Blues campers kick off festival weekend
KITCHENER — The house was, as the song proclaimed, a-rockin’.
So 15-year-old Alex Van Cappellen, an aspiring blues guitarist from Kitchener, finished a Stevie Ray Vaughan-inspired solo by flipping his Gibson Flying V over his head and playing behind his neck.
The move was as smooth as his caramel-coloured guitar. But bringing the guitar back over his bushy red hair was a little trickier.
Van Cappellen accidentally knocked off his blue-tinged John Lennon spectacles as he made the manoeuvre.
He didn’t panic. His circular sunglasses dangling, Van Cappellen continued playing and kept on keepin’ on for a full downtown tent of about 600 on Friday afternoon as the Kitchener Blues Festival headed into a free-admission, clear-skies weekend.

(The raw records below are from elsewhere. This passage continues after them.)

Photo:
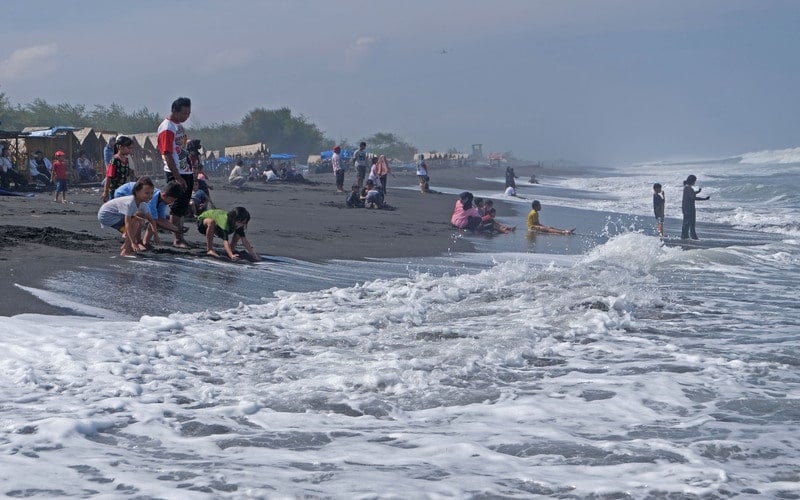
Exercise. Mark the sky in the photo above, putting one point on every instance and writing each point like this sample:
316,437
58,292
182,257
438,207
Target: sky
597,82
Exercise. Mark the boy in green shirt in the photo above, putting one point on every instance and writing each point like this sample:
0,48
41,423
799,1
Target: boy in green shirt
223,224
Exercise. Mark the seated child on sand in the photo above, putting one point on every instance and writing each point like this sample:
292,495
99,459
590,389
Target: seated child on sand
354,198
223,224
373,196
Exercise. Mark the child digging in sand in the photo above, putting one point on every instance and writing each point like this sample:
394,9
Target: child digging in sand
223,224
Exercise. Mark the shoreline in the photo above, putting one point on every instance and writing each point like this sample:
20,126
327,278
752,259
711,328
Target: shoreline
305,221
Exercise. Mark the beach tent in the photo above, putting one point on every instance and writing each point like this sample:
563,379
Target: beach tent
282,156
345,154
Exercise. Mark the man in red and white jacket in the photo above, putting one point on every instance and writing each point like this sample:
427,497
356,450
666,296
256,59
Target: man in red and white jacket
171,141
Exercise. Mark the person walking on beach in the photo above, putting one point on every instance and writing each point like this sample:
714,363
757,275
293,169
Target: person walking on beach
338,168
382,170
41,168
236,177
658,207
108,150
171,140
8,173
118,171
423,176
361,162
59,176
535,225
688,208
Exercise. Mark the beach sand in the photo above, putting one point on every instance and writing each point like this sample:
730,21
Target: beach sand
306,221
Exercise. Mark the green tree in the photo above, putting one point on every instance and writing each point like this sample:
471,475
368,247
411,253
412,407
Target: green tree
384,143
281,131
114,117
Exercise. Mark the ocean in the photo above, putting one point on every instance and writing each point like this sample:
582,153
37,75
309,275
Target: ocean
608,364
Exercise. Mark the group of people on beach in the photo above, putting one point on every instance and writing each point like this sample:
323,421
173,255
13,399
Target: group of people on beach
374,170
690,196
477,215
138,210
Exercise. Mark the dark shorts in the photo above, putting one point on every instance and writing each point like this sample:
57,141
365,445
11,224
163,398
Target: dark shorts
218,232
181,206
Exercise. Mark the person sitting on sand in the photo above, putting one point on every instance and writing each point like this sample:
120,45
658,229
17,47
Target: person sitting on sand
490,223
535,225
373,196
465,214
127,214
354,198
223,224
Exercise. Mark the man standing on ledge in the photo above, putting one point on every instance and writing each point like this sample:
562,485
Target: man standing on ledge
171,140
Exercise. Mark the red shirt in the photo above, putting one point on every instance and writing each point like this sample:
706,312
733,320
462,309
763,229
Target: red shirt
60,170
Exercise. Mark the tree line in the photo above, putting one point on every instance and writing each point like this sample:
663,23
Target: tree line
280,129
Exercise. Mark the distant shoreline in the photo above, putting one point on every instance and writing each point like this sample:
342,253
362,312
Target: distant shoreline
305,221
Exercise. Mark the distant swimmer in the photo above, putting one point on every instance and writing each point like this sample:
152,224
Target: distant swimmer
688,208
535,225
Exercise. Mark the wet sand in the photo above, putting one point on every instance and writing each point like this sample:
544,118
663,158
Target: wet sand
306,221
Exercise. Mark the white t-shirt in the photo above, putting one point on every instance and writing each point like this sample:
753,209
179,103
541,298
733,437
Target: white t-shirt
171,138
112,210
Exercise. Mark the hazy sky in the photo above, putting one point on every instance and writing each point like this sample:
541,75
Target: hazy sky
593,81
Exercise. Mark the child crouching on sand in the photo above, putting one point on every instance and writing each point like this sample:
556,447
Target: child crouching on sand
129,215
223,224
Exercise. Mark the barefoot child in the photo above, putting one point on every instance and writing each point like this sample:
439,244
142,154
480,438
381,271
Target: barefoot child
223,224
535,225
128,215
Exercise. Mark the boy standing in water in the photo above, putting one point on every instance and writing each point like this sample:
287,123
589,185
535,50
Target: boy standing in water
220,223
535,225
688,208
658,207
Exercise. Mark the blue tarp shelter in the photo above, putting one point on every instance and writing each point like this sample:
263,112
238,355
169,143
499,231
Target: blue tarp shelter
345,154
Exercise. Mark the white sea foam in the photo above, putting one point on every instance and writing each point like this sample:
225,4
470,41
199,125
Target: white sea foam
636,369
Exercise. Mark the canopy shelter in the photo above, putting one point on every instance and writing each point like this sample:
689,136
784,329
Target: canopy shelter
282,156
345,154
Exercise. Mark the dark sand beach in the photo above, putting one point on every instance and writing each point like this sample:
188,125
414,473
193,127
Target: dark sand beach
306,221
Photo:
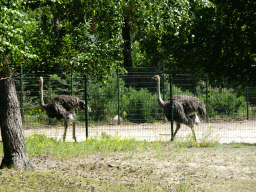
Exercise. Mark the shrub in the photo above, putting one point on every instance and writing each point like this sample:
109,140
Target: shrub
222,101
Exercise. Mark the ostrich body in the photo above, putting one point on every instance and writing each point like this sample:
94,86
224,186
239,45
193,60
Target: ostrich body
185,108
62,107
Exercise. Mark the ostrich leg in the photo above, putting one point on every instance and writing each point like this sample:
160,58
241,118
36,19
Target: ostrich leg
192,128
177,129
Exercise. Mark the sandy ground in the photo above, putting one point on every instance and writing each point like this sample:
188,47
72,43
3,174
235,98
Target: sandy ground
224,132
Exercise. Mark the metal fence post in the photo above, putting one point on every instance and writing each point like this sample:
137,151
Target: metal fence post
163,88
206,95
247,103
171,97
86,106
71,78
21,95
118,97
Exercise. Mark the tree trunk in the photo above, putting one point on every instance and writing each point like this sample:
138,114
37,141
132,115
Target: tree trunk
129,80
13,138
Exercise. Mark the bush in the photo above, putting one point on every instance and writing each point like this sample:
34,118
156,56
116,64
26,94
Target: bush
222,101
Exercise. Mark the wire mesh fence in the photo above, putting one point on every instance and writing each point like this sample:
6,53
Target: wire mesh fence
127,106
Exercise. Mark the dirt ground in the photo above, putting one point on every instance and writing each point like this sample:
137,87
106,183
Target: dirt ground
163,167
224,131
168,169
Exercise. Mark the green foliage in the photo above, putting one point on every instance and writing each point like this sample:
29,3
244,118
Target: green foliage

“I improvised that,” said Van Cappellen, one of 48 kids putting on a 22-song, two-hour concert on Friday after attending Grand River Blues Camp .
This was not Van Cappellen’s first blues camp, a nonprofit fixture at the blues festival which sees local blues musicians work with youth — ages 12-18 of varying musical training — from Waterloo Region and as far away as Massachusetts and Louisiana.
Van Cappellen, whose intact glasses hung from his T-shirt collar after the show, has come to the camps since he was 10.
A year later, he saw B.B. King, his favourite blues performer, play at Centre in the Square, just less than two years before King’s death.
“He just kind of blew the entire stage away,” Van Cappellen said.
Presence is important to a blues singer. So is attire.
Haydn Haggart, a wizened 13,
stuffed all the worldly attitude and gravelly-voiced gravitas he could muster behind a dark fedora and sunglasses.
The Tottenham teen joined three female singers for the concert opener in front of Van Cappellen’s freestyle riffs.
The Jake-and-Elwood Blues look framed his command of the stage.
“I like getting into character so it feels like an opportunity to become the singer, to become part of the song,” said Haggart, whose hometown is best known for its music festival of bluegrass, not blues.
“It makes you feel like you own the stage. I like that feeling.”
Haggart was polishing off his second blues camp this week.
For London’s Hailey Lalonde,
17, it was her first. The baritone sax player — as she prepared for a “Night Time is the Right Time” solo on Friday — said she had an amazing time at the camp, which is based out of Kitchener-Waterloo Collegiate.
“You’ve got to groove with everybody,” Lalonde said.
The kids in the blues camps had George White, camp founding director, gushing.
As they took the stage, White channelled his inner Jon Landau.
“I have seen the future of blues in this town,” White said of the talented campers. “We are in very good shape. We are in very good hands.”